N’est-ce pas un peu le moment de titiller un peu l’orgueil de vos joueurs, qui restent sur plus de cinq heures sans marquer, qui n’ont gagné qu’un match sur onze ?
On est des professionnels, on travaille au quotidien tous les aspects, que ce soit physique, tactique, technique ou mental. Sinon, les joueurs ne seraient pas à ce niveau-là. Le football est beau, difficile. Il y a des moments avec moins de réussite. Il faut faire preuve de caractère et de personnalité. Vous pouvez compter sur moi pour se battre au quotidien et sur le terrain. C’est dans mon ADN, c’est comme ça que je suis formé et que je travaille. Cela ne peut passer que par le travail.
On est très humbles par rapport à nos qualités et à cette division.
Omar Daf, entraîneur de l’Amiens SC.
Que ce soit dans votre ADN c’est bien, mais est-ce réellement dans l’ADN de vos joueurs. Parvenez-vous à leur transmettre ça ?
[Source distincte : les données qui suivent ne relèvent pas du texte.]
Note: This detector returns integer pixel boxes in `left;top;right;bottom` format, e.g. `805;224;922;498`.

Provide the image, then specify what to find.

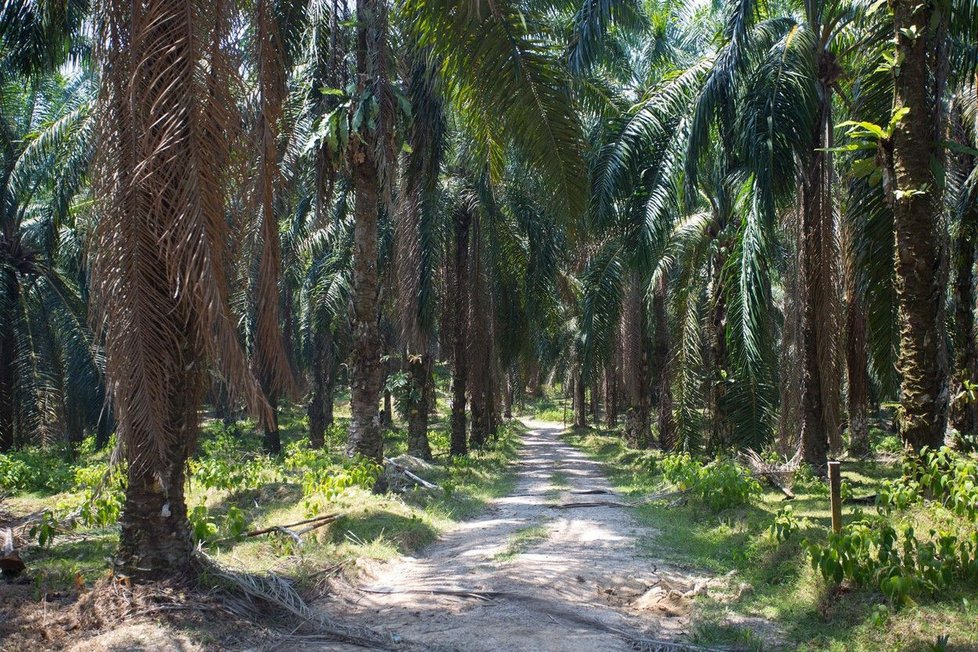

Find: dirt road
319;421;708;652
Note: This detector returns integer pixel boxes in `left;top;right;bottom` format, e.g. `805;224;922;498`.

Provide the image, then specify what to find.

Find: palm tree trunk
801;79;839;473
604;337;621;428
846;272;869;457
706;250;731;448
571;363;587;428
348;0;387;462
450;206;471;456
308;328;335;449
622;273;650;448
884;0;948;451
95;404;115;450
652;276;675;449
588;373;601;427
949;104;978;447
842;194;869;457
503;367;516;419
404;353;434;460
116;372;197;580
468;214;492;448
0;278;17;452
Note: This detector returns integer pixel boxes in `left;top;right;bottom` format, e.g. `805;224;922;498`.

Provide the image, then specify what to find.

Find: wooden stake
829;462;842;534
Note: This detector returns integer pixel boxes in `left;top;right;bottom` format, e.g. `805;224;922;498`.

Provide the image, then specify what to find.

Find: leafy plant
808;519;978;605
768;507;799;543
662;453;761;511
188;505;218;543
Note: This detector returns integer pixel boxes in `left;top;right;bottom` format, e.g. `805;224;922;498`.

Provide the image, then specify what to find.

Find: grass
493;523;550;562
564;431;978;652
4;404;522;597
514;389;574;423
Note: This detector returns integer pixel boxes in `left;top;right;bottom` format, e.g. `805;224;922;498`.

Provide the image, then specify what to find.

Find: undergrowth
565;430;978;652
0;410;522;592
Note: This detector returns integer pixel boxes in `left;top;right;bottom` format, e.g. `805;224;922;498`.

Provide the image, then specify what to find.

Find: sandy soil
302;421;713;652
Il faut rester tranquille. Il faut continuer à travailler dur. On ne lâche pas les joueurs, mais il y a des choses qu’on ne transforme pas du jour au lendemain. La majorité des joueurs étaient là la saison dernière. Il y a des choses sur lesquelles on va travailler pour s’améliorer il y a déjà des choses qui se sont améliorées par rapport à la saison dernière. On va travailler pour que certains aillent encore plus haut.
Sur quoi avez-vous progressé par rapport à la saison dernière ?
Cette équipe est plus solide. Aujourd’hui, on ne voit que le manque d’efficacité offensive. On travaille, on fait beaucoup d’efforts. On est aussi la deuxième défense du championnat. Cette solidité nous permet de continuer à avancer. On a battu les trois premiers, on sait pour quelles raisons. Il y a des bonnes choses et on s’appuie dessus. Sur les cinq matchs qu’il reste, il faut tout donner. C’est pour ça que je dis sur la dernière conférence de presse qu’on ne lâchera pas un ballon jusqu’à la 38e journée. On est aussi très respectueux des équipes que nous affrontons. Cette division est extrêmement relevée. Malgré son classement, QRM est une équipe qui a de la qualité.
Le temps n’est-il pas venu d’un peu moins respecter les adversaires ?
Cela s’appelle avoir de l’humilité. Dans la vie, il faut toujours être très respectueux des gens qu’on affronte. Quand on parle de respect, c’est être conscient de ce qui se passe autour de nous. On a de qualité, les adversaires aussi. Quand on démarre un match, c’est toujours pour le remporter. Mais dans la vie, quand on n’a pas d’humilité, on prend des claques. On est très humbles par rapport à nos qualités et à cette division.